Centrale banken houden koers
Europese inflatie zet daling door
De inflatiedruk in de eurozone kalft langzaam verder af. In de eerste maand van het jaar zijn de inflatiecijfers van de grote Europese economieën lager dan verwacht. Vorige week werd al bekend gemaakt dat het prijspeil van de eurozone in januari daalde ten opzichte van afgelopen december. Gemeten volgens de Europese geharmoniseerde consumentenprijsindex (HICP) viel de jaar-op-jaarinflatie terug tot 8,5%. In diverse lidstaten, zoals Duitsland en Nederland, is het effect van de ‘energiecompensatie’ terug te zien in de inflatiecijfers.

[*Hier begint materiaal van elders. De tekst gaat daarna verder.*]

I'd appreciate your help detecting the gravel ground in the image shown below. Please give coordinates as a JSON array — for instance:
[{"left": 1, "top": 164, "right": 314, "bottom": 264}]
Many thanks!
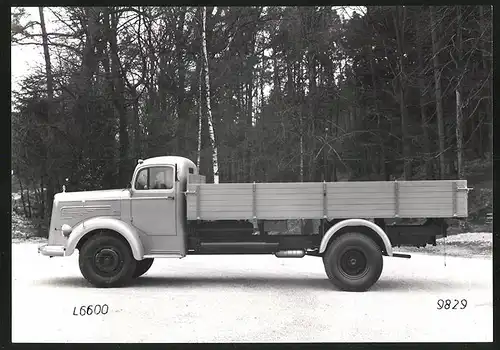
[
  {"left": 12, "top": 243, "right": 493, "bottom": 342},
  {"left": 394, "top": 232, "right": 493, "bottom": 259}
]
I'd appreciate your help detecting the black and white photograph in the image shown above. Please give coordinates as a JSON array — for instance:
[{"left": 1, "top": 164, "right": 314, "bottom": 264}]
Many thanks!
[{"left": 10, "top": 4, "right": 494, "bottom": 343}]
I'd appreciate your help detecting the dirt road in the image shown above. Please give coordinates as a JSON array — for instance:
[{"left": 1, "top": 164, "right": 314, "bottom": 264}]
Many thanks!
[{"left": 12, "top": 243, "right": 493, "bottom": 342}]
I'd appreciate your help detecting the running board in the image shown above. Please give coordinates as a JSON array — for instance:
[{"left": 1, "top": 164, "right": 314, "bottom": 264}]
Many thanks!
[
  {"left": 392, "top": 253, "right": 411, "bottom": 259},
  {"left": 197, "top": 242, "right": 279, "bottom": 254}
]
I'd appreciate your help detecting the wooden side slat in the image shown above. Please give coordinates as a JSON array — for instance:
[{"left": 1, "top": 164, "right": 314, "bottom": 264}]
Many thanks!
[{"left": 187, "top": 181, "right": 467, "bottom": 220}]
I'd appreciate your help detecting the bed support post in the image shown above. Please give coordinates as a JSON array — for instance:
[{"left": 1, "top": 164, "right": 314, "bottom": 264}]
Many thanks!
[
  {"left": 394, "top": 180, "right": 399, "bottom": 218},
  {"left": 252, "top": 181, "right": 260, "bottom": 236}
]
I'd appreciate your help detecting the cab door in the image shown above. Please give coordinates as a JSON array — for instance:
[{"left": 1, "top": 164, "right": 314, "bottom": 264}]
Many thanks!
[{"left": 131, "top": 165, "right": 177, "bottom": 237}]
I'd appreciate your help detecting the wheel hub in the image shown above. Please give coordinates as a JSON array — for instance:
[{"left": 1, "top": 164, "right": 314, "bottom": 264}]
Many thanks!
[
  {"left": 340, "top": 249, "right": 367, "bottom": 277},
  {"left": 94, "top": 248, "right": 120, "bottom": 272}
]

Zo liep de prijsstijging in Duitsland terug tot 9,2% en in Nederland tot 8,4%. De afnemende inflatie borduurt voort op de dalende energieprijzen en basiseffecten. Toch steeg de kerninflatie, de inflatie geschoond voor de volatiele energie- en voedselprijzen, onverwacht naar 5,2%. Pas als de kerninflatie afneemt, is er voor de Europese Centrale Bank (ECB) ruimte om het tempo van renteverhogingen af te bouwen. Vooralsnog is er daarom geen reden om het huidige beleid te heroverwegen.
Europese inflatie daalt verder
Bron: Bloomberg, Achmea IM
Inflatieverwachtingen van de Universiteit van Michigan blijven ruim boven het Fed-target
Bron: Bloomberg, Achmea IM
Powell voorziet nog geen einde aan renteverhogingen
De voorzitter van de Amerikaanse centrale bank Jerome Powell onderstreepte deze week nogmaals dat er voorlopig geen einde komt aan het beleid van renteverhogingen. In de strijd tegen inflatie zouden beleidsrentes wel eens verder kunnen oplopen dan waar vooraf op werd geanticipeerd. Zo gaan sommige beleggers al uit van een beleidsrente van boven de 6%, ruim een procent hoger dan de huidige consensusverwachting. Met name de uitzonderlijk sterke arbeidsmarkt (Uitgelicht Week 5) en aanhoudend hoge kerninflatie zorgen ervoor dat de Federal Reserve (Fed) blijft vasthouden aan haar hawkish houding. Toch lijken de eerste haarscheurtjes in de arbeidsmarkt zichtbaar te worden. Afgelopen weken kondigden meerdere grote (tech) bedrijven forse ontslagrondes aan. Dit was onder andere terug te zien in een onverwachte grote groei van nieuwe en bestaande werkloosheidsuitkeringen. Er zijn echter meer signalen nodig om de Fed tot een ommekeer te bewegen. Pas wanneer in de data duidelijk wordt dat de arbeidsmarkt en (kern)inflatie afkoelen, komt het afbouwen van renteverhogingen terug op tafel.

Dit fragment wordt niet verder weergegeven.